La speranza dei negoziatori europei è che la Cina possa “smarcarsi” dal fronte dei critici e votare un testo ragionevolmente accettabile, con l’obiettivo politico, ancora più presente nelle negoziazioni climatiche, di mettere all’angolo gli Stati Uniti, anche per avere una legislazione ambientale che possa favorire le proprie industrie. Fantapolitica plastica di bassa qualità?  Forse, perchè i segnali lanciati da Bruxelles alla Cina sono per ora caduti nel vuoto e lo smarcamento trumpiano rischia di far precipitare tutto, perché la Cina non può permettere che l’industria della plastica americana possa operare senza restrizioni.

Che Trump possa far fallire il trattato è ormai più che una possibilità.
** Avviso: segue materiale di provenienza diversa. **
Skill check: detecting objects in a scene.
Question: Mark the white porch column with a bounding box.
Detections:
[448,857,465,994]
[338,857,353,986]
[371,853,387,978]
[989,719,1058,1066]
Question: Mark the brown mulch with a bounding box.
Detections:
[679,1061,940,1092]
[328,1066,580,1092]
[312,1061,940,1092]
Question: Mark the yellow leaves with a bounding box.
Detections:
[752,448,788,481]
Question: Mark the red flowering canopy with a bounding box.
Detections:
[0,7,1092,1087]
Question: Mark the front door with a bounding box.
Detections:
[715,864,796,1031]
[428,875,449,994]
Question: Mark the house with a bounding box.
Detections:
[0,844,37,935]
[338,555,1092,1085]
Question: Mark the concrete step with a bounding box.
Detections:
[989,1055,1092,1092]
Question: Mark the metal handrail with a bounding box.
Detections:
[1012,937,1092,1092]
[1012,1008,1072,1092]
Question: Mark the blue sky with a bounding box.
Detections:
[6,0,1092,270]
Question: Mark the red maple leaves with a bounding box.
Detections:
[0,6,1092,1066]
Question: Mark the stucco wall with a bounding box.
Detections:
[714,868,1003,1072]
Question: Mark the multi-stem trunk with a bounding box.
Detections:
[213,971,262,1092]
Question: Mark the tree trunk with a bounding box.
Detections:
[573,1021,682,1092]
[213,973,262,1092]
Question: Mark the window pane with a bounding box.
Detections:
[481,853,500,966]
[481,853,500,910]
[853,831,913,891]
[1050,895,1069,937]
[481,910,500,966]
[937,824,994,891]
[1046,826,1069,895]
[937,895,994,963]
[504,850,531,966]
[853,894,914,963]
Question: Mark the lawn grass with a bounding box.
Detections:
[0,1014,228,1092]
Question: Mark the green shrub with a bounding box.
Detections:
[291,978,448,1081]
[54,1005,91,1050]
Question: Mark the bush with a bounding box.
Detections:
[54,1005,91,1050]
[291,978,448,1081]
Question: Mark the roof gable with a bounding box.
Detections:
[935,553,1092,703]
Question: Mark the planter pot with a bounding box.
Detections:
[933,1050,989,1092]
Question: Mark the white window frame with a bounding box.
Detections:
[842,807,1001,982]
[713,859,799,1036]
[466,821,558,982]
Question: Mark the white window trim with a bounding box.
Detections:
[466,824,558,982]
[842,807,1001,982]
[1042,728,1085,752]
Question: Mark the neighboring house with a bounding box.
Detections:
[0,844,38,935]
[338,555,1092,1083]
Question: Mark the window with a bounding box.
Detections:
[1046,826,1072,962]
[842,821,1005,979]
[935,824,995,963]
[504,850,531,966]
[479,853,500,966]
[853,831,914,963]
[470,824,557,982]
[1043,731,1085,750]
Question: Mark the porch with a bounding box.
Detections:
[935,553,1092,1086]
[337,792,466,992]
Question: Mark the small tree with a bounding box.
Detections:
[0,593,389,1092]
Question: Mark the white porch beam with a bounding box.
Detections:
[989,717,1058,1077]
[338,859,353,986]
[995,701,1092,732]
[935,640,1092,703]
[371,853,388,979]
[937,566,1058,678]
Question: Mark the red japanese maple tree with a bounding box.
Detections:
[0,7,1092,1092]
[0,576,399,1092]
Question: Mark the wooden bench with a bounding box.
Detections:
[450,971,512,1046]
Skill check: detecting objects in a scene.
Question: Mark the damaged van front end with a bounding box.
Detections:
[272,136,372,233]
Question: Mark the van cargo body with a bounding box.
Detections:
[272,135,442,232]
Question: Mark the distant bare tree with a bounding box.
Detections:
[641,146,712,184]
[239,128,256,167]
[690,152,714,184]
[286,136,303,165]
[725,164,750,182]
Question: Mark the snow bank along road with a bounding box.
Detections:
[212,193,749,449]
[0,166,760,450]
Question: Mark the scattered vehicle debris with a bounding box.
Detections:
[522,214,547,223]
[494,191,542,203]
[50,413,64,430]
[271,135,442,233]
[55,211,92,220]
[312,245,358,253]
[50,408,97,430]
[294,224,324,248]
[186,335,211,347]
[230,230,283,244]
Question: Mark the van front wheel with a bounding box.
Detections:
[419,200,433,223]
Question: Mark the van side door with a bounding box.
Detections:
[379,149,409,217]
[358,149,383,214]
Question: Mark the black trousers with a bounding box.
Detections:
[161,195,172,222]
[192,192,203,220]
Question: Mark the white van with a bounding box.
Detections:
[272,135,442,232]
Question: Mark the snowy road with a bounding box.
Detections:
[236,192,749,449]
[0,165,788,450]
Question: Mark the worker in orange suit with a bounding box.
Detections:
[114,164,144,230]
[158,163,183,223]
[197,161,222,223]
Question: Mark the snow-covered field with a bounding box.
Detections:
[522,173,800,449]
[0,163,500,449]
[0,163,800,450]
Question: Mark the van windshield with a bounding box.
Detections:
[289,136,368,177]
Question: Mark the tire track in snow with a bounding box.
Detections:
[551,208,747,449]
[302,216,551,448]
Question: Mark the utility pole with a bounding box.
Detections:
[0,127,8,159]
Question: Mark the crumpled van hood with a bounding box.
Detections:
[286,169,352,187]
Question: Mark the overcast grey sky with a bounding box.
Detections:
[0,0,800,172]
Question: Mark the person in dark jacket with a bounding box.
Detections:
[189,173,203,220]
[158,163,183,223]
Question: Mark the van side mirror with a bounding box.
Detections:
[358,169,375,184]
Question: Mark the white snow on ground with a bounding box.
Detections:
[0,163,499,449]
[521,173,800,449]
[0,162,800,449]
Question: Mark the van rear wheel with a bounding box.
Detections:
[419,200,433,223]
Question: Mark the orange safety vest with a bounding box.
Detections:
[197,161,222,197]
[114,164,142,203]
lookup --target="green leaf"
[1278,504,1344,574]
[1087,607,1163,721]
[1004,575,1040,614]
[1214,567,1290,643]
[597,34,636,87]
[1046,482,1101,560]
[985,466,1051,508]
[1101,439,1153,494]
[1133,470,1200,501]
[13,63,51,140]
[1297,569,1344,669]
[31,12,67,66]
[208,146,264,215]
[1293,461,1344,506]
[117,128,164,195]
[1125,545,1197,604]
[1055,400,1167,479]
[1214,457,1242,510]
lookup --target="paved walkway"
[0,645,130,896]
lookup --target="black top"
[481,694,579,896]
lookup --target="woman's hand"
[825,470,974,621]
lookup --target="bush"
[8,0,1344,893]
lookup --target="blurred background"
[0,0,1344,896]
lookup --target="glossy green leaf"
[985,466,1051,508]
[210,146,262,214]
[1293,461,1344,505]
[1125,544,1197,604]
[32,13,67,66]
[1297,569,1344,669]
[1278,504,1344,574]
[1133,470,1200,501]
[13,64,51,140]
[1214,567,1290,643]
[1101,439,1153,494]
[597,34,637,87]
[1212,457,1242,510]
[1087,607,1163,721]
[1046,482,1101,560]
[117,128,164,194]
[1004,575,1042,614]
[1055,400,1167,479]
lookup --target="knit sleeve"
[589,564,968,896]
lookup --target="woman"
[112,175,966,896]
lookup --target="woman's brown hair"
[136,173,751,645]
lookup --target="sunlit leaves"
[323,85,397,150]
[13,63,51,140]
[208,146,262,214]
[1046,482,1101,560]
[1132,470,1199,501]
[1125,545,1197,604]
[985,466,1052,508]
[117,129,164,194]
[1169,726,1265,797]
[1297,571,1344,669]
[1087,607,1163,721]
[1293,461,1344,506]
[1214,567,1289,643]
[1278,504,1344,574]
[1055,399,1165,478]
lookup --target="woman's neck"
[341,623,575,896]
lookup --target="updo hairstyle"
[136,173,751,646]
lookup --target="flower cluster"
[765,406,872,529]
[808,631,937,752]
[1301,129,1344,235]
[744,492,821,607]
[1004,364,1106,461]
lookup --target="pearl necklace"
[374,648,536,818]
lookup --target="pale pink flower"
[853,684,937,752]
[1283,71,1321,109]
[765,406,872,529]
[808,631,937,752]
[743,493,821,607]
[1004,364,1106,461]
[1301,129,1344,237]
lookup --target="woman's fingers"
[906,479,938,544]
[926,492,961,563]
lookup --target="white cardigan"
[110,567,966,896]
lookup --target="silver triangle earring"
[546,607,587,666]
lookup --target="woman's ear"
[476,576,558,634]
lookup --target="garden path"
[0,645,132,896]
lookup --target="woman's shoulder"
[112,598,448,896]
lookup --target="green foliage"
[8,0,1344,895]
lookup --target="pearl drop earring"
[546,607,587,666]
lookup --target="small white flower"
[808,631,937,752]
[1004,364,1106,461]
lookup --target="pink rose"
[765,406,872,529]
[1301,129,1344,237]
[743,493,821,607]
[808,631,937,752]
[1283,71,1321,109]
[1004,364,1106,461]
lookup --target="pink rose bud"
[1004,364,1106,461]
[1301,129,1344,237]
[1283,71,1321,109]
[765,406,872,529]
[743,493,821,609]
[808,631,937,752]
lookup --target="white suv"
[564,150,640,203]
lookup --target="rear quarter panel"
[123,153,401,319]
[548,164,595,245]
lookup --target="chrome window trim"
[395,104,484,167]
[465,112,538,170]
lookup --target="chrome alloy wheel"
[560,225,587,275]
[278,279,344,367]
Già a febbraio Donald Trump ha dichiarato guerra alle cannucce di carta e ha firmato un ordine esecutivo per bandirle e tornare a quelle di plastica, per ora all’interno dell’amministrazione federale. Era il primo passo di un progetto più ampio. Il presidente statunitense ha infatti chiesto di elaborare una strategia nazionale per porre fine alla politica, avviata nel 2022 dal suo predecessore Joe Biden, volta a vietare gradualmente entro il 2032 in tutti i parchi nazionali e nei terreni federali, la plastica monouso. Detto, fatto. La scorsa settimana il segretario agli Interni Doug Burgum ha firmato un ordine che inverte la politica dell’era Biden relativa alla plastica monouso. E non è finita qui. Oltre all’impegno del 2022 per ridurre la plastica nei parchi, nel 2024 l’amministrazione Biden aveva annunciato l’obiettivo di eliminare gradualmente gli acquisti federali di plastica monouso dagli imballaggi dei servizi alimentari, dalle operazioni e dagli eventi entro il 2027 e da tutte le operazioni federali entro il 2035. Anche questo impegno sarà cancellato.

“La cannuccia – ha commentato con soddisfazione Matt Seaholm, presidente dell’Associazione americana dei produttori di plastica – è soltanto l’inizio, comincia il movimento per il ritorno alla plastica”. Benvenuti nell’era della controriforma. Più plastica per tutti, più affari per l’industria e pazienza per quello che succede all’ambiente.